# Looks Like "me Too"



## NoMo (Sep 7, 2005)

Hello everyone.

If everything goes as planned, we'll be picking up our new 29FBHS on Monday. This will be our third 5th-wheel trailer so were definitely not camping newbies, but am a definite "Outbacker" rookie.

I think it's a great endorsement for a product when owners set up a website like this to share their experiences. Been reading the site for a couple of weeks and when we decided to actually go with this trailer, I became a member here too. Looking forward to many happy camping trips in the new trailer.

Thanks for all of the valuable information you've already provided!


----------



## ARzark (Aug 9, 2005)

Congratulations! Monday isn't far away (unless you're expecting a new trailer!).
Enjoy that beautiful new fiver and let us know how everything goes.

and.. Welcome to Outbackers.com! Don't forget to order your Outbacker stickers!


----------



## drobe5150 (Jan 21, 2005)

nomo action

welcome to the outbackers forum.
and congrats on the new 5er









darrel


----------



## Howie (Jun 19, 2005)

_*Welcome to the site and glad you chose a Outback 5er...............

your gonna love it here!!*_


----------



## HootBob (Apr 26, 2004)

Welcome NoMo to the Outback Family
Congrats on the 5er Monday will be here befor you know it









Don


----------



## Fire44 (Mar 6, 2005)

Welcome to the site and congrads on the new Outback.

Gary


----------



## mswalt (Sep 14, 2004)

NoMo (sitting around the house but willl be out campin'?),









Welcome to the Forum and congrats on your upcoming purchase!

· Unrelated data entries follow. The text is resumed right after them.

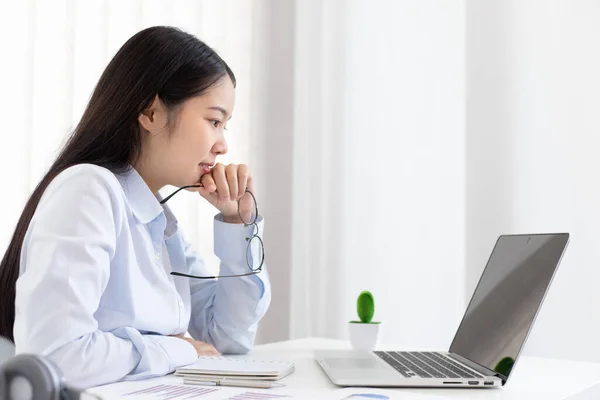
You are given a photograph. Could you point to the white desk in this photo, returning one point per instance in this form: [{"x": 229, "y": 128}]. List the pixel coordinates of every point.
[{"x": 533, "y": 378}]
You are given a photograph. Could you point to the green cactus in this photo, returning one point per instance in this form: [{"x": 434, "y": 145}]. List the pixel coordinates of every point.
[
  {"x": 505, "y": 365},
  {"x": 365, "y": 308}
]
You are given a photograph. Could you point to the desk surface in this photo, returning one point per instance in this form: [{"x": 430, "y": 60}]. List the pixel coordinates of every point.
[{"x": 533, "y": 378}]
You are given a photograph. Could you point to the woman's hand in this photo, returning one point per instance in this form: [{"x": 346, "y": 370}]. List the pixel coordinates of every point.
[
  {"x": 202, "y": 348},
  {"x": 224, "y": 186}
]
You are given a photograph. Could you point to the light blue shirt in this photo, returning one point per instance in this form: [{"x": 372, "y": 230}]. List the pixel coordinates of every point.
[{"x": 95, "y": 294}]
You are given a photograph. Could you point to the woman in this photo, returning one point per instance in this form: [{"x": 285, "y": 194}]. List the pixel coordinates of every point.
[{"x": 94, "y": 248}]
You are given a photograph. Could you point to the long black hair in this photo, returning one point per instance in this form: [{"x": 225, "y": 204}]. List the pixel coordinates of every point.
[{"x": 160, "y": 60}]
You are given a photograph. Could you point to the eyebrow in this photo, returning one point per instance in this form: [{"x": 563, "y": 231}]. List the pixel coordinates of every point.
[{"x": 221, "y": 109}]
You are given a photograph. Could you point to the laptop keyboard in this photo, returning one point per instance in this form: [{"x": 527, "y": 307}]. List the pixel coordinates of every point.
[{"x": 425, "y": 365}]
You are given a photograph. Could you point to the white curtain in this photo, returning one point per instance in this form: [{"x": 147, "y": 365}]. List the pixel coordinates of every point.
[
  {"x": 367, "y": 190},
  {"x": 351, "y": 114},
  {"x": 53, "y": 53}
]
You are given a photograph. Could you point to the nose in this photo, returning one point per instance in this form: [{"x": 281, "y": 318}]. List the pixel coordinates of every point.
[{"x": 220, "y": 147}]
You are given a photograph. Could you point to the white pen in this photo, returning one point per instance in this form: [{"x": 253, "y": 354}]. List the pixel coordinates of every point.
[{"x": 233, "y": 382}]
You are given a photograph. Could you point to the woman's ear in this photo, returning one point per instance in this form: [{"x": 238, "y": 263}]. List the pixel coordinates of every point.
[{"x": 153, "y": 119}]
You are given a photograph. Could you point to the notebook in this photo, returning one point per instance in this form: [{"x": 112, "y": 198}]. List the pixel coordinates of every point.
[{"x": 219, "y": 367}]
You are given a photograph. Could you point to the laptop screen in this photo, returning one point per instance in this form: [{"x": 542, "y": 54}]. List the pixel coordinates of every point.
[{"x": 507, "y": 298}]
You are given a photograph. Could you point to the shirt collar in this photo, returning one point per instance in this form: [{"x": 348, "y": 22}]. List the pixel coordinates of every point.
[{"x": 144, "y": 204}]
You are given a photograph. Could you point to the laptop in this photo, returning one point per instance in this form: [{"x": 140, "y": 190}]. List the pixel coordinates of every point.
[{"x": 490, "y": 336}]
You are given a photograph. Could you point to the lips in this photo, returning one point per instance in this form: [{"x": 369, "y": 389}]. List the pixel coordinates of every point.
[{"x": 206, "y": 167}]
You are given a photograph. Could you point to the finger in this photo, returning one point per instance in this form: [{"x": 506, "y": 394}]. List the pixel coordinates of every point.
[
  {"x": 218, "y": 174},
  {"x": 243, "y": 174},
  {"x": 231, "y": 172}
]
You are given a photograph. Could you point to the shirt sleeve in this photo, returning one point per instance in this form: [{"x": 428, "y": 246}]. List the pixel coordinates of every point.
[
  {"x": 226, "y": 311},
  {"x": 65, "y": 266}
]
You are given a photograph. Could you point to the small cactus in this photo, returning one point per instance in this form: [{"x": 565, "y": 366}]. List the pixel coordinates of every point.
[{"x": 365, "y": 307}]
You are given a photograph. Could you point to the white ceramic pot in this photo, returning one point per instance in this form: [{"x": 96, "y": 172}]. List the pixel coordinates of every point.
[{"x": 364, "y": 336}]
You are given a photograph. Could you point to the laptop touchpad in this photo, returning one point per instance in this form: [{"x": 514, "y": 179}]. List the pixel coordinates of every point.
[{"x": 353, "y": 363}]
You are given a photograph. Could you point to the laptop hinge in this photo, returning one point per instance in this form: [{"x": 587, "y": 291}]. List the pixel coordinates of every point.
[{"x": 479, "y": 368}]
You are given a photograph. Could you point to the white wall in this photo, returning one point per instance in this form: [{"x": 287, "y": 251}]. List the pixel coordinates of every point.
[
  {"x": 533, "y": 124},
  {"x": 379, "y": 167}
]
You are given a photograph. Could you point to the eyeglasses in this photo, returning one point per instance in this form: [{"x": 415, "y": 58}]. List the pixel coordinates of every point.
[{"x": 254, "y": 242}]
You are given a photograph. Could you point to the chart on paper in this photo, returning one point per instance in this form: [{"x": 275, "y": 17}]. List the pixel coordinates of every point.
[{"x": 185, "y": 392}]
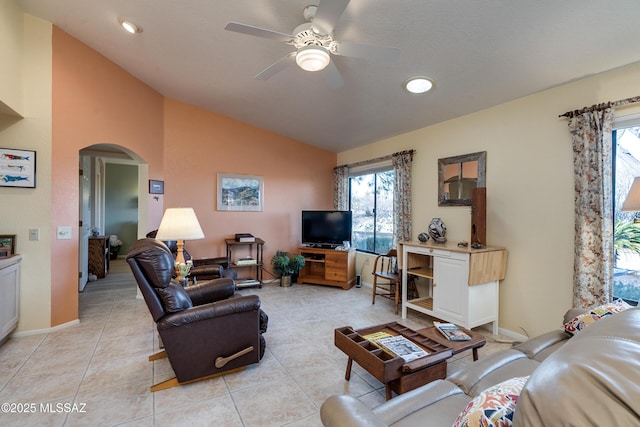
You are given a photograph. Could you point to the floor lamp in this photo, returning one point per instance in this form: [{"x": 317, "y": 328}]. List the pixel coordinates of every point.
[
  {"x": 179, "y": 224},
  {"x": 632, "y": 202}
]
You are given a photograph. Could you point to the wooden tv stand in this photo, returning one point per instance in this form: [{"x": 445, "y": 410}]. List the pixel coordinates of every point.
[{"x": 328, "y": 267}]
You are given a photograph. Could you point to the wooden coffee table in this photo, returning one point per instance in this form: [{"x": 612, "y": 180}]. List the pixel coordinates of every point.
[
  {"x": 477, "y": 340},
  {"x": 396, "y": 374}
]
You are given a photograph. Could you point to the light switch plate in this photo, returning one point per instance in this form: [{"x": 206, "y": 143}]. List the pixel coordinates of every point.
[
  {"x": 64, "y": 232},
  {"x": 34, "y": 234}
]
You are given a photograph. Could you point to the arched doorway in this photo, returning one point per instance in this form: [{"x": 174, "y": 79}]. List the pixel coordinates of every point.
[{"x": 96, "y": 162}]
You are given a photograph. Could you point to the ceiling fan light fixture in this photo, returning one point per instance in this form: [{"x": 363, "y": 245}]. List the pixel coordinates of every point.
[
  {"x": 418, "y": 84},
  {"x": 129, "y": 26},
  {"x": 312, "y": 58}
]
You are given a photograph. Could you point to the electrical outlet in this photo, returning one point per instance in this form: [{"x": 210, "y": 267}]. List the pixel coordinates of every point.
[
  {"x": 64, "y": 232},
  {"x": 34, "y": 234}
]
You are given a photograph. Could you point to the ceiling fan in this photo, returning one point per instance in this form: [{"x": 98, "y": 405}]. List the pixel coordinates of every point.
[{"x": 315, "y": 44}]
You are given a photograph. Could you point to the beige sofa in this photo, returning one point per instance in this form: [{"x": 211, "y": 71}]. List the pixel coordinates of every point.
[{"x": 589, "y": 379}]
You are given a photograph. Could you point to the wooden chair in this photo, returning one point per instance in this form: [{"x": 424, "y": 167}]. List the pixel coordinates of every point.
[{"x": 386, "y": 278}]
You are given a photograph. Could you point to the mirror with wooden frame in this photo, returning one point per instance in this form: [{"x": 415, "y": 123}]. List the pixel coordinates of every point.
[{"x": 458, "y": 176}]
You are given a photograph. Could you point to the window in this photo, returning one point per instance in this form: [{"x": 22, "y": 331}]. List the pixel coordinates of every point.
[
  {"x": 626, "y": 239},
  {"x": 371, "y": 203}
]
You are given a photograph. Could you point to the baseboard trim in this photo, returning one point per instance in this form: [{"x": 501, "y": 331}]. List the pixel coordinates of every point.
[{"x": 46, "y": 330}]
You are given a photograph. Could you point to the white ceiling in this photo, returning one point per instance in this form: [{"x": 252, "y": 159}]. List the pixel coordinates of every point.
[{"x": 480, "y": 54}]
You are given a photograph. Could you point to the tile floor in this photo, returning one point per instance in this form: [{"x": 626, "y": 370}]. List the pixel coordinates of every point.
[{"x": 97, "y": 373}]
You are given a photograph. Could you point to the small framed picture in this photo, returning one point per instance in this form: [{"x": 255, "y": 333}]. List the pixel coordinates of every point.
[
  {"x": 7, "y": 245},
  {"x": 17, "y": 168},
  {"x": 240, "y": 192},
  {"x": 156, "y": 187}
]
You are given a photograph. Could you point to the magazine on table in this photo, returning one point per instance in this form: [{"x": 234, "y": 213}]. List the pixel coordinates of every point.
[
  {"x": 451, "y": 332},
  {"x": 397, "y": 345}
]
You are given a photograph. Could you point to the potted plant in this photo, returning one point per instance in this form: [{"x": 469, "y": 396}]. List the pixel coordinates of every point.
[{"x": 287, "y": 265}]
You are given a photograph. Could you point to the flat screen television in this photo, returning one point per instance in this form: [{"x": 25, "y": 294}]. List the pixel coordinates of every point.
[{"x": 326, "y": 229}]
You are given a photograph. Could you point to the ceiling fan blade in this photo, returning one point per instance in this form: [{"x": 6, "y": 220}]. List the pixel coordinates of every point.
[
  {"x": 327, "y": 15},
  {"x": 333, "y": 76},
  {"x": 378, "y": 53},
  {"x": 258, "y": 32},
  {"x": 276, "y": 67}
]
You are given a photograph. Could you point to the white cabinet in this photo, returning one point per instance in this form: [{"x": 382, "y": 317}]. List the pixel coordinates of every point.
[
  {"x": 462, "y": 283},
  {"x": 9, "y": 295}
]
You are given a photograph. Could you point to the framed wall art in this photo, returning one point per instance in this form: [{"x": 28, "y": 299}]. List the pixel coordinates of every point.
[
  {"x": 240, "y": 192},
  {"x": 156, "y": 187},
  {"x": 17, "y": 168},
  {"x": 7, "y": 245}
]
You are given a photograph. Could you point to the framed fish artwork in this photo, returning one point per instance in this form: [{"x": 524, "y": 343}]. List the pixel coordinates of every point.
[{"x": 17, "y": 168}]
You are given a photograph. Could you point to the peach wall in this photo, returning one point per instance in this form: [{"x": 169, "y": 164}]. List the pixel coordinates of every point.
[
  {"x": 94, "y": 101},
  {"x": 199, "y": 144}
]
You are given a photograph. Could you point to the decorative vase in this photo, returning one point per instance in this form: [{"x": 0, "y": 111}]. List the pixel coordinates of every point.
[
  {"x": 423, "y": 237},
  {"x": 437, "y": 230}
]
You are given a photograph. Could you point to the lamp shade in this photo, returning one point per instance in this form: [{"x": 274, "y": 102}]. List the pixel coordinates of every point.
[
  {"x": 179, "y": 224},
  {"x": 312, "y": 58},
  {"x": 632, "y": 203}
]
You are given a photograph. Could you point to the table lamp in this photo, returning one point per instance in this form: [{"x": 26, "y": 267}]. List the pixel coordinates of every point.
[
  {"x": 632, "y": 202},
  {"x": 179, "y": 224}
]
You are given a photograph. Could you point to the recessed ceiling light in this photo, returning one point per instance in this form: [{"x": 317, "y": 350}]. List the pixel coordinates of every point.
[
  {"x": 130, "y": 26},
  {"x": 418, "y": 84}
]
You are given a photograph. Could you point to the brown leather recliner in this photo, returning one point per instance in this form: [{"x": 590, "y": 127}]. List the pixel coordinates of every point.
[
  {"x": 203, "y": 268},
  {"x": 206, "y": 328}
]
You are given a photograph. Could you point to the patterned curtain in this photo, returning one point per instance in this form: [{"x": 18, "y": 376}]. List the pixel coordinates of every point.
[
  {"x": 591, "y": 135},
  {"x": 402, "y": 196},
  {"x": 341, "y": 188}
]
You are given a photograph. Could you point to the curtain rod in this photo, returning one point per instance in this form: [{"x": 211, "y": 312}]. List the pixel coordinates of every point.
[
  {"x": 598, "y": 107},
  {"x": 376, "y": 160}
]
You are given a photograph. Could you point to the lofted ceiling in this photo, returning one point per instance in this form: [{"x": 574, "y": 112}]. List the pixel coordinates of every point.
[{"x": 479, "y": 53}]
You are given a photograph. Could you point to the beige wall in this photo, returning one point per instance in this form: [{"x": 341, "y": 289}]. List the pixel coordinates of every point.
[
  {"x": 11, "y": 47},
  {"x": 24, "y": 208},
  {"x": 530, "y": 206}
]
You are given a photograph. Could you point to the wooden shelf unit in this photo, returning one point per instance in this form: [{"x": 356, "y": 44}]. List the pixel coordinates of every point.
[
  {"x": 255, "y": 250},
  {"x": 99, "y": 255},
  {"x": 328, "y": 267},
  {"x": 462, "y": 283}
]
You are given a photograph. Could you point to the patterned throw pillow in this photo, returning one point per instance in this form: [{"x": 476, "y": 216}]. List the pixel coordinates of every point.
[
  {"x": 580, "y": 322},
  {"x": 493, "y": 407}
]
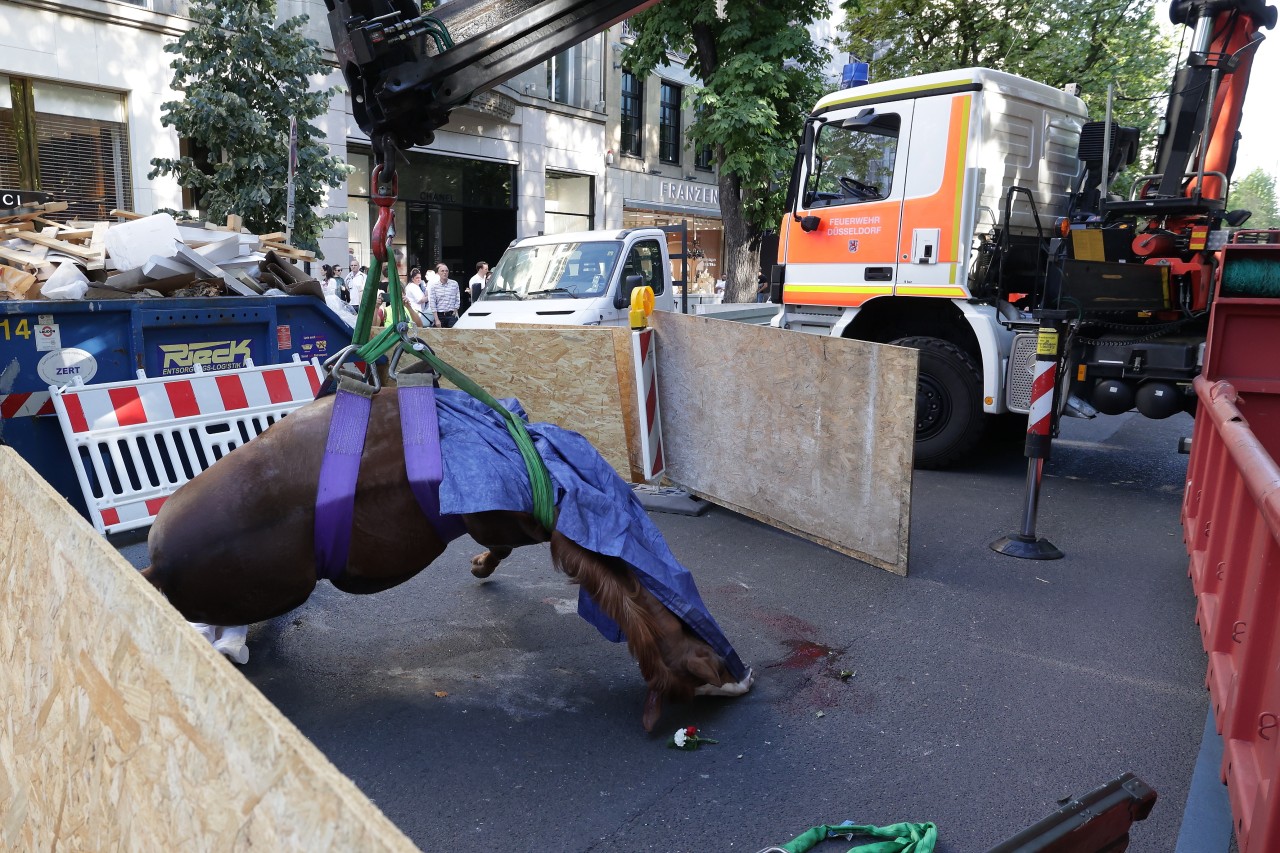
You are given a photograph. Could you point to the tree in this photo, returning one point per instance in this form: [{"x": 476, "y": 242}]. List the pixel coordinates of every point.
[
  {"x": 759, "y": 74},
  {"x": 1091, "y": 42},
  {"x": 243, "y": 74},
  {"x": 1256, "y": 192}
]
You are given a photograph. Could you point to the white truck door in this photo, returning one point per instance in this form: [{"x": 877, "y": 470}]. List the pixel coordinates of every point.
[
  {"x": 937, "y": 219},
  {"x": 647, "y": 259},
  {"x": 842, "y": 243}
]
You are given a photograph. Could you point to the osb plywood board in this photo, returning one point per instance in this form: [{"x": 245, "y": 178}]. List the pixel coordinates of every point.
[
  {"x": 568, "y": 377},
  {"x": 808, "y": 433},
  {"x": 120, "y": 729}
]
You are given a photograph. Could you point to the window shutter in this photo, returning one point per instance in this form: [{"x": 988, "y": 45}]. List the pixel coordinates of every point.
[{"x": 85, "y": 163}]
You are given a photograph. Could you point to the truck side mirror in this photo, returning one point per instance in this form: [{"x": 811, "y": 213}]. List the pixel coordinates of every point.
[{"x": 622, "y": 300}]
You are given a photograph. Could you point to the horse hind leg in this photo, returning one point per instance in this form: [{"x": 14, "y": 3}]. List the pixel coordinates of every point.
[{"x": 618, "y": 593}]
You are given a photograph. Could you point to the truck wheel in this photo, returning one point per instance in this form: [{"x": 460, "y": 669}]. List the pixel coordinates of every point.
[{"x": 949, "y": 418}]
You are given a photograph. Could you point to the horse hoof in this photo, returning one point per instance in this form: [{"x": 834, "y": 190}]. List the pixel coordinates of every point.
[{"x": 483, "y": 566}]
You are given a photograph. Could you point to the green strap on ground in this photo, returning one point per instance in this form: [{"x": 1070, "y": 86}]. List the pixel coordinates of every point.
[
  {"x": 387, "y": 340},
  {"x": 896, "y": 838}
]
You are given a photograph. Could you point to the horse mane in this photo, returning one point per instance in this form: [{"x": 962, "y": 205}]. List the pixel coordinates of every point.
[{"x": 618, "y": 593}]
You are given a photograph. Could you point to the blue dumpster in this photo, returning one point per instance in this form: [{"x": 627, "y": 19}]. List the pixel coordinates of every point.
[{"x": 50, "y": 342}]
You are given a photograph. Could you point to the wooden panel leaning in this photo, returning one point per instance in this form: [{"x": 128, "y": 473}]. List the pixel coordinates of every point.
[
  {"x": 565, "y": 375},
  {"x": 808, "y": 433},
  {"x": 123, "y": 729}
]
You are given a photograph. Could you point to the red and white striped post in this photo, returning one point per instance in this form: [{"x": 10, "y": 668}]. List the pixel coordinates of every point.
[{"x": 1040, "y": 437}]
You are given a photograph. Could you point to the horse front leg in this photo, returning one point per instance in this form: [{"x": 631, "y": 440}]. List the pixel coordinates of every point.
[
  {"x": 501, "y": 532},
  {"x": 484, "y": 564}
]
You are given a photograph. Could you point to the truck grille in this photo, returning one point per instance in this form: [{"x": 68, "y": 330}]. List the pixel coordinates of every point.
[{"x": 1022, "y": 373}]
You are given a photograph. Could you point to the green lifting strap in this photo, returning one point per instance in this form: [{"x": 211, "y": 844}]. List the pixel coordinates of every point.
[
  {"x": 371, "y": 350},
  {"x": 896, "y": 838}
]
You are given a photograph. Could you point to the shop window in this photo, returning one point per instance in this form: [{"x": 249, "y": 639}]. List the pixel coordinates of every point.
[
  {"x": 854, "y": 160},
  {"x": 632, "y": 114},
  {"x": 68, "y": 141},
  {"x": 568, "y": 203},
  {"x": 704, "y": 158},
  {"x": 199, "y": 154},
  {"x": 645, "y": 260},
  {"x": 561, "y": 80},
  {"x": 668, "y": 123}
]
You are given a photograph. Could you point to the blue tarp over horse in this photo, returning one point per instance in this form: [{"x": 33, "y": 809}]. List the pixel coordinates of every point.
[{"x": 483, "y": 470}]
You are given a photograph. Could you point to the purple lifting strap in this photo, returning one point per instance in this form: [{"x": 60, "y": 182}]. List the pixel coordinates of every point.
[
  {"x": 336, "y": 498},
  {"x": 421, "y": 430}
]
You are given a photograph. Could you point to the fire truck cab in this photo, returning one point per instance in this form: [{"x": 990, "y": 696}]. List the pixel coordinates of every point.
[{"x": 894, "y": 208}]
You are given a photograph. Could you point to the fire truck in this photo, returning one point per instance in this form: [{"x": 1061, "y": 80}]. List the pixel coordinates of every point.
[{"x": 945, "y": 211}]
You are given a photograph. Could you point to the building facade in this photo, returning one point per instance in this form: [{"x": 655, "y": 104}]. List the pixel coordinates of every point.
[{"x": 574, "y": 144}]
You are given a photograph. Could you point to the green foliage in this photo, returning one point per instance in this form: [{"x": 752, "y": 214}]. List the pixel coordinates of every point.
[
  {"x": 1257, "y": 192},
  {"x": 759, "y": 73},
  {"x": 1091, "y": 42},
  {"x": 242, "y": 76}
]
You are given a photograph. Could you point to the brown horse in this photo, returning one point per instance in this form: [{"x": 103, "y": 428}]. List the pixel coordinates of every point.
[{"x": 236, "y": 546}]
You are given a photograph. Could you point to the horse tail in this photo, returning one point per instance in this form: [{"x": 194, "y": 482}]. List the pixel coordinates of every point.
[{"x": 616, "y": 591}]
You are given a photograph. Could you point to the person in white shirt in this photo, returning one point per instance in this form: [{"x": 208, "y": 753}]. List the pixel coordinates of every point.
[
  {"x": 416, "y": 293},
  {"x": 443, "y": 299},
  {"x": 479, "y": 281},
  {"x": 356, "y": 284}
]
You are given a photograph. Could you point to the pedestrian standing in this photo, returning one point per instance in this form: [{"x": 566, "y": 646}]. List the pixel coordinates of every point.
[
  {"x": 762, "y": 287},
  {"x": 356, "y": 284},
  {"x": 443, "y": 297},
  {"x": 416, "y": 293},
  {"x": 479, "y": 281}
]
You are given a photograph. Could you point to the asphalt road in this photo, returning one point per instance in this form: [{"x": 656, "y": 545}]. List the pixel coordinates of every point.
[{"x": 488, "y": 716}]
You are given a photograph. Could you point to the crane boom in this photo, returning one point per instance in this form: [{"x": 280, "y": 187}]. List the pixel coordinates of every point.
[{"x": 406, "y": 71}]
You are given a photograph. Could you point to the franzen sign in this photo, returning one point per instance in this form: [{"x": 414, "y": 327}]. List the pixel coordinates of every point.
[{"x": 695, "y": 194}]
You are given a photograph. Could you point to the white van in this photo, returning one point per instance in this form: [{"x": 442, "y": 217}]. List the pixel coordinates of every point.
[{"x": 579, "y": 278}]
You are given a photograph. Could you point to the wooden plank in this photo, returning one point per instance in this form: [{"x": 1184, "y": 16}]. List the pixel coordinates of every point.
[
  {"x": 26, "y": 260},
  {"x": 18, "y": 283},
  {"x": 808, "y": 433},
  {"x": 291, "y": 251},
  {"x": 97, "y": 243},
  {"x": 124, "y": 729},
  {"x": 565, "y": 375},
  {"x": 37, "y": 211},
  {"x": 62, "y": 246}
]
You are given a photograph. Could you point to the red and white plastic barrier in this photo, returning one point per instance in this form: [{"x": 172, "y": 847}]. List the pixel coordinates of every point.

Have a great time in your new Outback!









Mark


----------



## PDX_Doug (Nov 16, 2004)

NoMo,

action Welcome to Outbackers! action

Always great to see new faces joining the family.
And congratulations on the new 5er!

Happy Trails,
Doug


----------



## Fred n Ethel (Aug 30, 2005)

Welcome to the site and congratulations on the new trailer.

Someday I'll get a 5er.

Good luck,
Ralph


----------



## NoMo (Sep 7, 2005)

Thanks everyone. We're pretty excited about the new trailer. Our old one was perfect when it was just my wife & me. But now that the 'little one' has come along, we need more room. Will also be nice to have a separate bedroom for the kid & all her "stuff".


----------



## Y-Guy (Jan 30, 2004)

NoMo welcome to the Outbackers, congrats on your new Outback too!


----------



## NDJollyMon (Aug 22, 2003)

Congrats and welcome!


----------



## Thor (Apr 7, 2004)

Congrats on your new Outback








Welcome to Outbackers.com action

Thor


----------



## Darj (Oct 10, 2004)

Fred n Ethel said:


> Welcome to the site and congratulations on the new trailer.
> 
> Someday I'll get a 5er.
> 
> ...


Ditto!


----------



## qgallo (Jul 2, 2005)

WELCOME TO THE FAMILY action action


----------



## Oregon_Camper (Sep 13, 2004)

Glad to see another Outback family

Enjoy the site...there is more information here then you can hope for.


----------



## KRKarnes (Jul 9, 2005)

Congrads on the new outback. I'm on my second Outback and love them.


----------